I
In three days, they took down the temple brick by brick:
the steel-toothed claws ripping apart tile and mortar,
old rusted pipes bursting like shredded paper
while the demolition crew crawled around onsite,
hard hats mirroring the summer sun till the day
when the dark-fisted cloud crept across the July sky –
the rain that followed washed clean the remains
of the unused university building, the runoff
streaming down the cracked drains of the last wall.
Wind threatened to collapse the exposed ribcage
of iron beam and ceiling timber, wind across
the sidewalks and through the oaks lining
the expanse of grass, emptied of students on break,
filled with the fog of a tempest so thick I couldn’t see
out the barred windows of the library. I waited
for the break in the storm like a cloud
across the sun, that seemed to speak leave
or you’ll lose your chance.
II
Outside, the wind had left its rubble along the sidewalk:
the broken branches, split acorns, wash of mud
along the path like a brushstroke. The fog settled down
and in its break I saw flashes of a place I had left
that wasn’t the library or the bus stop
but dunes, thorn trees, carcasses of cows,
and the dry bed of a rahad yet to be filled, and I saw him,
riding on his motorcycle, riding the dirt road he takes
to work every morning, Madri coming from the mist.

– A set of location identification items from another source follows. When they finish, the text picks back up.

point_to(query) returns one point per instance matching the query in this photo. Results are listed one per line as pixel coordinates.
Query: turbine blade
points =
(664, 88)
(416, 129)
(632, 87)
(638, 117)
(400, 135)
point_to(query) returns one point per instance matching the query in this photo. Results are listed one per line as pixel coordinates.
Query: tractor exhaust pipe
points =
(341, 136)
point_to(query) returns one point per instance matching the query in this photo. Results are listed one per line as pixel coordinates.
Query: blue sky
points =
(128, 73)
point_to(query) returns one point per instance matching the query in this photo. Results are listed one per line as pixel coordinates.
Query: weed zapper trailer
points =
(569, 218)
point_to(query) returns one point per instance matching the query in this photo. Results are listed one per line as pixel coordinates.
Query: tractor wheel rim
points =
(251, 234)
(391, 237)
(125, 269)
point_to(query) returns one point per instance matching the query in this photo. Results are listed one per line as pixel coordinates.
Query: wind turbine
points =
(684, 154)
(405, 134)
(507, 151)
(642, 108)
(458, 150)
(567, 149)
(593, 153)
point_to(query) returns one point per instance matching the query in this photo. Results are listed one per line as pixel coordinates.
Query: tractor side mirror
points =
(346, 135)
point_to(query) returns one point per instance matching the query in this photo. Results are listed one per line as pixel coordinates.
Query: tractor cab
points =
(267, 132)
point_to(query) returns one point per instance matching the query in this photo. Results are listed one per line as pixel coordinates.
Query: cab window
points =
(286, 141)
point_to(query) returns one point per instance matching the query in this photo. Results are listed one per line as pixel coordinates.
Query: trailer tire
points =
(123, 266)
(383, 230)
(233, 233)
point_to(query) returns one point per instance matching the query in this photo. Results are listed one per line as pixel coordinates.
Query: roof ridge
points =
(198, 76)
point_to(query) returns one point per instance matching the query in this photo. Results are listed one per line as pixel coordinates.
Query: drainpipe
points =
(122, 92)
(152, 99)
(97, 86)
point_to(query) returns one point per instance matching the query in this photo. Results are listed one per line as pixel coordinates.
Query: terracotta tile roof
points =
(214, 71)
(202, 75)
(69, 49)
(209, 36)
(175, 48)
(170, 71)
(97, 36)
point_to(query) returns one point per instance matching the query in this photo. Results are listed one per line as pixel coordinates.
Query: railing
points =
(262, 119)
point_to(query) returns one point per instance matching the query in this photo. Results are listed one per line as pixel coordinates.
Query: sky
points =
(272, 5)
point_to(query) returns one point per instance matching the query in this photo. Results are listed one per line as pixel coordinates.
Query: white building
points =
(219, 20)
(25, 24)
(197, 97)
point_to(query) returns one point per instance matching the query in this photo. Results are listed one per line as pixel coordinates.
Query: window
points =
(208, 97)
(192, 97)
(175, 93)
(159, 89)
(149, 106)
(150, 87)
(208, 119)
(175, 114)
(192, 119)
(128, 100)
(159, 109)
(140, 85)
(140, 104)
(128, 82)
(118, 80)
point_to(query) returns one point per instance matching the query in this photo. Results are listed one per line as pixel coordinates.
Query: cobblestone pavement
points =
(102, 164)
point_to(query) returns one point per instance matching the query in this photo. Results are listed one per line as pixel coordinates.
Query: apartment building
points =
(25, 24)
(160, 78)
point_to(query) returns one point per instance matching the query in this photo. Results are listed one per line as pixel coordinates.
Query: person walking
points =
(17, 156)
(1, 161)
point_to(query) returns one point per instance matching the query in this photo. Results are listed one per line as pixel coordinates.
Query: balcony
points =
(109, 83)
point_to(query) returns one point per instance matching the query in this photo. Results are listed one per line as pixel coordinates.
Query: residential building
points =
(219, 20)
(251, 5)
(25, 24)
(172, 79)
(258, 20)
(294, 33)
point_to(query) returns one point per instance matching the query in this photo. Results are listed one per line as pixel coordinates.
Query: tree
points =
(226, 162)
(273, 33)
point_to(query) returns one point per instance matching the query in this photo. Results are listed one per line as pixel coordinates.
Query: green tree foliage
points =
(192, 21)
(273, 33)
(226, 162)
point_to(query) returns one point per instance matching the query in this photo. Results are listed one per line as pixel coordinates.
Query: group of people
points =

We met in between the fog and trees, soaking
in the rain we shared in silence. I had forgotten
the lines across his forehead, forgotten how long
I had tried to make sense of his death. He was dry
and his voice was dry, as if it hadn’t been used
these sixteen months in the soil.
III
His words came over the rain patter, light yet labored:
When the last child has died of thirst, when the old woman
goes past the furthest house and disappears in the desert,
when the last bull has withered to its ribs, breathed its final
breath, and the mourners still gather ten years later,
still say my name and sip the same tea on the same rug
in the same yard, when the water never comes again
to the dry riverbed, and it has been dammed upstream,
when all the herdsman have waited hours
for its drops – who will write about this place?
I said I will I said I have to and then I walked past.